Sunday, July 04, 2021

About bad art

I assumed at first that the One Britain One Nation project was meant to form part of this weird culture war we’re currently embroiled in; a bear trap for bien-pensant liberals who instinctively giggle at any ostentatious expression of patriotism and are then immediately tarred as sneering quinoa-munching metropolitans, out of touch with the stout yeomen of Albion, yada yada yada...

If that’s the case, though, the whole thing seems to have backfired. Not (just) because of a general revulsion against drilling young minds into ostentatious demonstrations of sentimental patriotism – a practice with which even arch-Imperialists such as Kipling were uneasy – but because ultimately, it was a bad song, a banal dirge with vapid lyrics. Those who might stand by the sentiments will flinch at singing along with something so cruddy. “Tear him for his bad verses,” as the luckless Cinna’s assassins yelled.

And similarly, we can side-step another cultural skirmish, about whether or not a hereditary monarchy is more trouble than it’s worth in the 21st century, when we consider the merits of otherwise of the new statue of Diana, Princess of Wales.

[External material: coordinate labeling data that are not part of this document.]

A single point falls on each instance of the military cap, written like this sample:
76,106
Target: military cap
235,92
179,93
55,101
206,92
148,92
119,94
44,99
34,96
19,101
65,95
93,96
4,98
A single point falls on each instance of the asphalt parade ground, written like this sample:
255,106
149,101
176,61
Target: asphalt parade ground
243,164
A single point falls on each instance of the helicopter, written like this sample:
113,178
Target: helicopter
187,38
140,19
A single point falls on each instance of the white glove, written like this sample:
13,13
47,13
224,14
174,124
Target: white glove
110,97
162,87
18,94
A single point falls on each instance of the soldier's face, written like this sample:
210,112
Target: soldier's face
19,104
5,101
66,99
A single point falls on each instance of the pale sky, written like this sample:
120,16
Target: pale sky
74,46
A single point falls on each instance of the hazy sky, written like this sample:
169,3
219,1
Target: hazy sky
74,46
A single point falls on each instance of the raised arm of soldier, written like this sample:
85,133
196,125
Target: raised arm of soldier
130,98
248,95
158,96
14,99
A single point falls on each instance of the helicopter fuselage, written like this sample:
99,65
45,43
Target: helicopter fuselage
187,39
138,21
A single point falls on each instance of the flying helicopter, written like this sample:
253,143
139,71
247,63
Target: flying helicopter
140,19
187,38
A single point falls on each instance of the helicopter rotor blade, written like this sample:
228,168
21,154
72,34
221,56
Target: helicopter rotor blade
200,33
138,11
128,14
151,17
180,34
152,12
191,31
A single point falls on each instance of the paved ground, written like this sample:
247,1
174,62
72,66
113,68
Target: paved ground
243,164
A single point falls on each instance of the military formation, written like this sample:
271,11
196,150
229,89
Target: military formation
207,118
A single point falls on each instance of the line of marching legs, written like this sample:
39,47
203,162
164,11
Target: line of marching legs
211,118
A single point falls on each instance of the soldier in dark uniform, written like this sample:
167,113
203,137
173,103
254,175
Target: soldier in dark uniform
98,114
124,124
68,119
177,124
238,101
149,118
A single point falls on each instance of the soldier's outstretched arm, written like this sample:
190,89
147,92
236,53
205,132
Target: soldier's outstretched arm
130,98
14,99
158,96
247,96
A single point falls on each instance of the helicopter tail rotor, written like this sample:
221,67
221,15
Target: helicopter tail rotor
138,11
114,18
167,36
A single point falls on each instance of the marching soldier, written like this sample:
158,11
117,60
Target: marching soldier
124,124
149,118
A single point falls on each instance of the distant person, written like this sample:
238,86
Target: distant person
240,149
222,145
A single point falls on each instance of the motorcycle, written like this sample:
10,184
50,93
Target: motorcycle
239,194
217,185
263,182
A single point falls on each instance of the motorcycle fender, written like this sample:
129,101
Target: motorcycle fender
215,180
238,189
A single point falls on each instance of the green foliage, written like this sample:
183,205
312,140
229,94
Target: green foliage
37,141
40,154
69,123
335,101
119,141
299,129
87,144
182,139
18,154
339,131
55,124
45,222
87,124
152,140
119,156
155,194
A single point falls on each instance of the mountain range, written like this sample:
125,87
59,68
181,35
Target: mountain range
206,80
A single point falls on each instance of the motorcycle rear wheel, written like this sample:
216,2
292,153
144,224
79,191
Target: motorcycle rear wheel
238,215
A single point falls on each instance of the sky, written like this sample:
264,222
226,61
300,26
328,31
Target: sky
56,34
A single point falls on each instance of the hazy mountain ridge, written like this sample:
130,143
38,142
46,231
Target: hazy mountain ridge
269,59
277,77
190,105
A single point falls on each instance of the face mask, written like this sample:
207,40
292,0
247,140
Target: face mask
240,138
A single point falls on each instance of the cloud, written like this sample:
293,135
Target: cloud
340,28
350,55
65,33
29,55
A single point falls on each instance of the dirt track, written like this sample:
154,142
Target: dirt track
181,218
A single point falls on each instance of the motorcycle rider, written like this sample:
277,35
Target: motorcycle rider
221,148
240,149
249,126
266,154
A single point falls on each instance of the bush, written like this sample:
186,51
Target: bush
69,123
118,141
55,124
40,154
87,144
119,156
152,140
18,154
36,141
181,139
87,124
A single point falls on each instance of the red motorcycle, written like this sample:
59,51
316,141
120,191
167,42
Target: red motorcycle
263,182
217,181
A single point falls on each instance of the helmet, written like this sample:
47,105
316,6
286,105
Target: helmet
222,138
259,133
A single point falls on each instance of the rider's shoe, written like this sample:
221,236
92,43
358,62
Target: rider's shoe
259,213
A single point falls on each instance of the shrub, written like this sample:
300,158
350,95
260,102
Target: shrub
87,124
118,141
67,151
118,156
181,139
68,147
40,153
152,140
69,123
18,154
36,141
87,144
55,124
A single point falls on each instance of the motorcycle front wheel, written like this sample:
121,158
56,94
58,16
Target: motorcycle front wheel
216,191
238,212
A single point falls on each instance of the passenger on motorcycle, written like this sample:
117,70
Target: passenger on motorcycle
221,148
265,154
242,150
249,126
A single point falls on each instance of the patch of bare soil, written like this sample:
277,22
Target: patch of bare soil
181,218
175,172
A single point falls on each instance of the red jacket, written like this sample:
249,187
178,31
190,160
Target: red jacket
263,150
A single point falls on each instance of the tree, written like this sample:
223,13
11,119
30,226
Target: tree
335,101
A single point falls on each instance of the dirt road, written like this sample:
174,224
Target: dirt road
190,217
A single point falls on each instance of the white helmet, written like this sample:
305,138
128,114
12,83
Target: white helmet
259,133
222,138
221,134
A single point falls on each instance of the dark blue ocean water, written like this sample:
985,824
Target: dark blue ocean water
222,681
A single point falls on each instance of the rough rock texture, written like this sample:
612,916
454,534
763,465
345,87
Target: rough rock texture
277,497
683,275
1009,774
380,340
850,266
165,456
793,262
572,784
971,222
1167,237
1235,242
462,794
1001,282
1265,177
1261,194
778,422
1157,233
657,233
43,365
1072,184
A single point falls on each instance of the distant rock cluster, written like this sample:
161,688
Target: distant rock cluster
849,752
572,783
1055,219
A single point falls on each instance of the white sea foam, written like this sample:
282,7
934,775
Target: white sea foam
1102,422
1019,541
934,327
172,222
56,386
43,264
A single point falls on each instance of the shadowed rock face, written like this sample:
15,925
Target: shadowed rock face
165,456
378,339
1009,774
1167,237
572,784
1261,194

As Jonathan Jones puts it, “Perhaps not even for Diana’s sincerest believers, for the statue group’s emotive symbolism is undermined by its aesthetic awfulness.” It’s dreadful. That is all.


That said, of course, since we have a governing class that seems intent on sidelining what we’re supposed to call the creative industries (less a war between cultures, more like a war on culture in general), maybe simply expressing any kind of critical/aesthetic evaluation is just as subversive and dangerous as mocking patriotism or the monarchy...

1 comment:

Roger Allen said...

Confirmation that - as Ambrose Bierce pointed out - Samuel Johnson was mistaken.
Patriotism is the first resort of the scoundrel.